Segnalazione da Stella Morra.
Leggo molto, per lavoro e per piacere; ci sono libri che mi piacciono e altri meno, libri che ritengo importanti, libri che dimentico. Ma ogni tanto, solo ogni tanto!, leggo un libro e, io che di mestiere scrivo, alla fine penso: “Ma perché non l’ho scritto io? Questo è il libro che avrei voluto scrivere…”.
Questo è ciò che ho pensato dopo aver letto Il canto del viaggio di Jean-Pierre Sonnet (edizioni Qiqajon, 2009, 86 pagine, euro 7,50): un libro che sta in tasca e si legge in due ore, breve e intenso come l’acqua quando si ha sete, poetico e concreto come il pane. Dopo tanti anni di lectio condivise, davvero avrei voluto scrivere pagine così per dire perché amo la Scrittura e perché ho visto che essa tanti legami crea e tanto muove.

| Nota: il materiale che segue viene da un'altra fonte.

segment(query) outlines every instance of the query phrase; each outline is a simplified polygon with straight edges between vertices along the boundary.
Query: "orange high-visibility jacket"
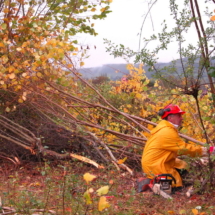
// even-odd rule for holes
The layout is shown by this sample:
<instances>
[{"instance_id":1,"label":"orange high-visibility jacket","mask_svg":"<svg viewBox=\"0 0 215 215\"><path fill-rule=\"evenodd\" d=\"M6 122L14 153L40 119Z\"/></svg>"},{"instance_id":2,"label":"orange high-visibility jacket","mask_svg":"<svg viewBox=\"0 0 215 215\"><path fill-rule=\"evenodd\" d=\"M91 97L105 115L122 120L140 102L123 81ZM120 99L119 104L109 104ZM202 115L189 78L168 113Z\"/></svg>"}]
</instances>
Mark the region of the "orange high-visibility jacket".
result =
<instances>
[{"instance_id":1,"label":"orange high-visibility jacket","mask_svg":"<svg viewBox=\"0 0 215 215\"><path fill-rule=\"evenodd\" d=\"M176 179L173 186L182 186L177 169L186 168L186 162L177 158L178 155L202 155L202 147L185 143L178 135L178 130L170 122L162 120L151 131L142 156L142 168L148 178L158 174L172 174Z\"/></svg>"}]
</instances>

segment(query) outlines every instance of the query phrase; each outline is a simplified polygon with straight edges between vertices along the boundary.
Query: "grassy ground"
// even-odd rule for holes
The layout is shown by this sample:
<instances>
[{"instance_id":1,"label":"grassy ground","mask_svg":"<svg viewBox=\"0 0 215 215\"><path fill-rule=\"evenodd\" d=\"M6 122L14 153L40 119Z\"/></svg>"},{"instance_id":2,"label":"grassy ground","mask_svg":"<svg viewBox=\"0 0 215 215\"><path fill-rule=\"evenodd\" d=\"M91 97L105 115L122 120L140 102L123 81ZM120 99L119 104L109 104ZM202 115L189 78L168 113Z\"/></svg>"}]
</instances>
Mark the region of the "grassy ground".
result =
<instances>
[{"instance_id":1,"label":"grassy ground","mask_svg":"<svg viewBox=\"0 0 215 215\"><path fill-rule=\"evenodd\" d=\"M97 177L88 185L83 179L87 172ZM136 193L137 176L118 172L112 166L96 169L82 163L64 162L55 166L32 163L16 169L5 164L0 177L0 214L3 214L2 207L16 210L16 213L10 214L35 215L215 214L215 190L190 198L184 193L177 193L173 195L173 200L167 200L151 192ZM105 195L110 207L100 212L96 190L105 185L110 187ZM89 188L92 188L92 204L87 205L84 193ZM38 209L43 210L39 212Z\"/></svg>"}]
</instances>

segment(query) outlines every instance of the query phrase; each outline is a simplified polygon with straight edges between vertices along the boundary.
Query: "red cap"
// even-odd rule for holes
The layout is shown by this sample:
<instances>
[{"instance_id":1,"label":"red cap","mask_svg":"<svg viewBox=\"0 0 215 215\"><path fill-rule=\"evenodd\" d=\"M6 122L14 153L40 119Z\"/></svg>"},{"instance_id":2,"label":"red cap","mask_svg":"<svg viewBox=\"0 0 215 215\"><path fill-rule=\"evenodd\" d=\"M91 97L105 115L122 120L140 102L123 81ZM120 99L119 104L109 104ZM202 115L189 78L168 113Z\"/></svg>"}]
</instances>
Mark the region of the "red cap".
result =
<instances>
[{"instance_id":1,"label":"red cap","mask_svg":"<svg viewBox=\"0 0 215 215\"><path fill-rule=\"evenodd\" d=\"M164 109L168 109L166 111L164 111L163 116L161 117L162 119L166 118L169 114L176 114L176 113L180 113L180 114L184 114L185 112L182 111L180 109L180 107L178 105L167 105Z\"/></svg>"}]
</instances>

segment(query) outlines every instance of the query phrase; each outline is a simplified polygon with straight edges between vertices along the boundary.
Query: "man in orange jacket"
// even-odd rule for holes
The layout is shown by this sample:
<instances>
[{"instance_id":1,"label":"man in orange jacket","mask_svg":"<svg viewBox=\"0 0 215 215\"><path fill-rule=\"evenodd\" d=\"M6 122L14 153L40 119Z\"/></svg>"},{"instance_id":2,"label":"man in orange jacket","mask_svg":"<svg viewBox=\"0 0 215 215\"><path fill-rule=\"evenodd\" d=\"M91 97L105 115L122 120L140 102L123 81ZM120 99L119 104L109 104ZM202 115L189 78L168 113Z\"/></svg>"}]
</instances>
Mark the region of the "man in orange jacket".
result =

In regalo, ecco la brevissima introduzione del testo: “Libro da portare con sé e bussola di chi la porta, la Bibbia ha qualcosa di «portabile». Il suo intreccio ne fa un libro di partenze, e la storia che racconta approda all’istituzione di pellegrinaggi che scandiscono l’esistenza di Israele: i cammini fondatori devono proseguire. Se il suo polo di attrazione è il luogo santo, Gerusalemme, la Bibbia fa anche del camminare lo “spazio” – anch’esso santo – dell’esperienza di Dio. Lo testimoniano le figure di Abramo, di Mosè e di Elia e, per ultima, quella di Gesù, l’«uomo che cammina» e mette in cammino. Tuttavia, tra le strade della Bibbia e quelle dei suoi lettori, le prime da percorrere sono le parole della Scrittura: il primo pellegrinaggio è la lettura”.